通商問題は民主党の予備選挙で焦点となったが、それはオバマ上院議員とクリントン上院議員のどちらが中国に対してより攻撃的であるのか、NAFTA(北米自由貿易協定)に対してより批判的であるのかを競い合うためであった。日本が争点になることはほとんどなかった。

オバマ議員は、日本は十分な自動車を輸入していないと口先で攻撃を繰り返してきたが、それは自動車産業の中心地であるミシガン州が重要な競合選挙区であるというのが理由であった。自動車会社の経営者と労働組合は日本の自動車輸入が少ないことを根拠に円高を求め、日本からの自動車の輸入を減らすことを狙っていた。しかし、オバマ議員を含め誰一人として円相場に言及する候補者はいなかった。

重要な農業州の選挙運動でオバマ議員は日本と韓国が米国牛の輸入市場を十分に開放していないことに抗議した。しかしオバマ議員が大統領になっても、牛肉問題で日本に対して何らかの行動を取ると予想する人は皆無である。

オバマ議員やクリントン議員、マケイン議員がそれぞれ寄稿した『フォリン・アフェアーズ』誌の論文でもオバマ議員が日本に言及したのはわずか1回、クリントン議員は2回、マケイン議員は5回にすぎない。しかも、対日通商問題への言及は一つもなかった。

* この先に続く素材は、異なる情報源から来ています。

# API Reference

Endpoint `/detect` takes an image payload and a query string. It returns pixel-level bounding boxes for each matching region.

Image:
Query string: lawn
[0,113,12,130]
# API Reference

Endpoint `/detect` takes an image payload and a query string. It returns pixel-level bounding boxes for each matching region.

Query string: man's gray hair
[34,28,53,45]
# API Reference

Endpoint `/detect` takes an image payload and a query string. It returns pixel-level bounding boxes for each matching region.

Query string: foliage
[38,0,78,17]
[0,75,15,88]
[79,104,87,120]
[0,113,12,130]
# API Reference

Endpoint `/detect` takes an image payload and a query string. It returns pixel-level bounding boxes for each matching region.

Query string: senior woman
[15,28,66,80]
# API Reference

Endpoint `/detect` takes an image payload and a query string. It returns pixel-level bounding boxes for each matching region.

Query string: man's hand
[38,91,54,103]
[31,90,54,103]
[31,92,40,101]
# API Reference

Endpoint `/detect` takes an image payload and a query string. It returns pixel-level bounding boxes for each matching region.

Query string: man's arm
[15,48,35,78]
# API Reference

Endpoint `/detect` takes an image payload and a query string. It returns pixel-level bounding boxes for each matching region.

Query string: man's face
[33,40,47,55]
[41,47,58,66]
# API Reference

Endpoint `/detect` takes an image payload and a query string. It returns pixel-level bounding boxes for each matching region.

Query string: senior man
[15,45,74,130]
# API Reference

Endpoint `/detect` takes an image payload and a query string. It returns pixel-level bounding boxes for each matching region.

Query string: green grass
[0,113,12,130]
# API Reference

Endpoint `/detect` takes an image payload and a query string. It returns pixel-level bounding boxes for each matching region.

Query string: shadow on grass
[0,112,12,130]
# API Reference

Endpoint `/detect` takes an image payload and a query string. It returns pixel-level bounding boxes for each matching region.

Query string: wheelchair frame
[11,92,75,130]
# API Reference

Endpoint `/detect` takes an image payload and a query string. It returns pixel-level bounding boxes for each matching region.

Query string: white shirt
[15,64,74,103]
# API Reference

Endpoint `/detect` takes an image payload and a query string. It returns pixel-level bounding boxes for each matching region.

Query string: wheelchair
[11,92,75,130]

もう犬はほえることはないだろう。その理由は、まず日本は米国の通商や経済の面でかつてのように重要な存在ではなくなったことだ。もはや現在の日本は、1980年代や90年代初めのように脅威とは見られていないのだ。

中道路線に転じたオバマ議員

過去の対日通商摩擦は、ローレンス・サマーズ元財務長官(現ハーバード大学教授)が89年に『インターナショナル・エコノミー』誌に寄稿した記事の中で愚かにも「大多数の米国人は現在の日本はソビエト以上に米国にとって脅威であると感じている」と書いたことに端を発している。

こうした一種の対日ヒステリーは、いくつかの事柄が重なって生じた。第1に、巨額の慢性的な貿易不均衡の存在と日本の製品輸入比率が低いことで日本が“不公正な貿易相手国”であるというイメージがつくり上げられた。第2に、自動車、テレビ、半導体、繊維、鉄鋼、機械、金融といった重要産業が日本製品の輸入急増と日本企業の市場参入で深刻な影響を受けたと感じていたことだ。こうした状況を背景に産業と政治家の広範な連合が形成された。第3に、日本の競争力が高まり、今後成長が期待されるハイテク産業が危機にさらされると受け止められたことだ。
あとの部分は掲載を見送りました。